I’ve made a tentative update. Let me know if you get any problem with it.
Great!
I’ll test it right away, and will get back to you.
Ok, I’ve just finished testing. And have found a few (easy to solve) issues.
-
Binary: APScoreBinary and RocAucBinary both work as expected.
-
Multi-class: RocAuc works well too. But:
* labels=None as a kwarg is missing
* there’s a typo in the description :
It says: "Area Under the Receiver Operating Characteristic Curve for single-label multi-label classification problems”
when it should be "Area Under the Receiver Operating Characteristic Curve for single-label multi-class classification problems” -
Multi-label is not working well because a thresh=0.5 has been added. But these are proba-based metrics that don’t require a thresh.

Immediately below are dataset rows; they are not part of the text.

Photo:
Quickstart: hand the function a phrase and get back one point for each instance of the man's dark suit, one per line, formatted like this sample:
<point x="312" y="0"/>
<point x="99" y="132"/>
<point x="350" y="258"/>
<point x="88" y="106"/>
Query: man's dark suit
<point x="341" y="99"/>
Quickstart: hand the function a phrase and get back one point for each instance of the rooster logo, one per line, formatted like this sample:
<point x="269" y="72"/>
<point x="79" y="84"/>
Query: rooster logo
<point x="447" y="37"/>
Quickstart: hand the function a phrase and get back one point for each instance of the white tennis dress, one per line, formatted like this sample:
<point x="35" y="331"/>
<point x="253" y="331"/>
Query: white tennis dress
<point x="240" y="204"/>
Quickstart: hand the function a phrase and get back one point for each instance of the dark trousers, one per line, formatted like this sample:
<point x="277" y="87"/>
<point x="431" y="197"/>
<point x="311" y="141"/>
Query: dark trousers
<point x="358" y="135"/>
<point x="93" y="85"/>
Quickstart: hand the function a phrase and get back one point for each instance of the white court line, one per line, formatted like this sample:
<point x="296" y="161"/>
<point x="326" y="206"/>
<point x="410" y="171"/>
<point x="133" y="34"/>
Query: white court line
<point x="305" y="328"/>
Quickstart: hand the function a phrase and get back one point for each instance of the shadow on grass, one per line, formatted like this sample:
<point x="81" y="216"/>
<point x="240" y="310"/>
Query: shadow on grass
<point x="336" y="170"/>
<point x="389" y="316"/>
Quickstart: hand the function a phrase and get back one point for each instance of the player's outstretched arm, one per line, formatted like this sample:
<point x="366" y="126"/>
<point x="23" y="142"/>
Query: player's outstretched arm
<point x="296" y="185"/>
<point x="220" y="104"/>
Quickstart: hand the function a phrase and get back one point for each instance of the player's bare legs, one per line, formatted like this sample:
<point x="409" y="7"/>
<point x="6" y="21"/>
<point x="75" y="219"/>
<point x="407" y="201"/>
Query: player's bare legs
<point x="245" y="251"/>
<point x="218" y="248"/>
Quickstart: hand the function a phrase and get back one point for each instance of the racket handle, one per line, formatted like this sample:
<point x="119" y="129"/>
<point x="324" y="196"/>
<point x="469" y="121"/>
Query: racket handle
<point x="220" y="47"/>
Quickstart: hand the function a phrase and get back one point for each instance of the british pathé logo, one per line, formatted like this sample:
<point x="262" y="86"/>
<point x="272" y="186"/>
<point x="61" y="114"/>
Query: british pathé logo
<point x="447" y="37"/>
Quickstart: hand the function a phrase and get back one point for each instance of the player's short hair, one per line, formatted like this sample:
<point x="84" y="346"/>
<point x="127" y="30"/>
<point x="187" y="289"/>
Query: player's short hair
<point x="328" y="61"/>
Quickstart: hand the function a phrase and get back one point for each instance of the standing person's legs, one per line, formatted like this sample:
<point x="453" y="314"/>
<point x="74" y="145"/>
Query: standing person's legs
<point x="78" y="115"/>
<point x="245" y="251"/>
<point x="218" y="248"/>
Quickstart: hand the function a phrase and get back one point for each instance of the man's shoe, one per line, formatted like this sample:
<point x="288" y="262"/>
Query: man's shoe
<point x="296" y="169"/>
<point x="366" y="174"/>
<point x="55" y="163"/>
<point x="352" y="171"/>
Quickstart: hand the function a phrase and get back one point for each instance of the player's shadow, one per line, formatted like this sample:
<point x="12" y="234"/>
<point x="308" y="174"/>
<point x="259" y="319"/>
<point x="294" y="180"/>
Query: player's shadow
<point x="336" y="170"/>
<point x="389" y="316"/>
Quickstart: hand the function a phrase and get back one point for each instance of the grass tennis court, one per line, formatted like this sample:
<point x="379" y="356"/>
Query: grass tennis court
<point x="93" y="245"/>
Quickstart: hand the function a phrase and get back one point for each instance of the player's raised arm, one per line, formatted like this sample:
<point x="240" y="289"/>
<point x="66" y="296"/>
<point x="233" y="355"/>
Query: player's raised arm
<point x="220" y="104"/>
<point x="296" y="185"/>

I’ve removed thresh and now they work well.
So they should be:
def RocAuc(axis=-1, average='macro', sample_weight=None, max_fpr=None, multi_class='ovr', labels=None):
"Area Under the Receiver Operating Characteristic Curve for single-label multi-class classification problems"
assert multi_class in ['ovr', 'ovo']
return skm_to_fastai(skm.roc_auc_score, axis=axis, activation=ActivationType.Softmax, flatten=False, average=average, sample_weight=sample_weight, max_fpr=max_fpr, multi_class=multi_class, labels=labels)
def APScoreMulti(sigmoid=True, average='macro', pos_label=1, sample_weight=None):
"Average Precision for multi-label classification problems"
activation = ActivationType.Sigmoid if sigmoid else ActivationType.No
return skm_to_fastai(skm.average_precision_score, activation=activation, flatten=False,
average=average, pos_label=pos_label, sample_weight=sample_weight)
def RocAucMulti(sigmoid=True, average='macro', sample_weight=None, max_fpr=None):
"Area Under the Receiver Operating Characteristic Curve for multi-label binary classification problems"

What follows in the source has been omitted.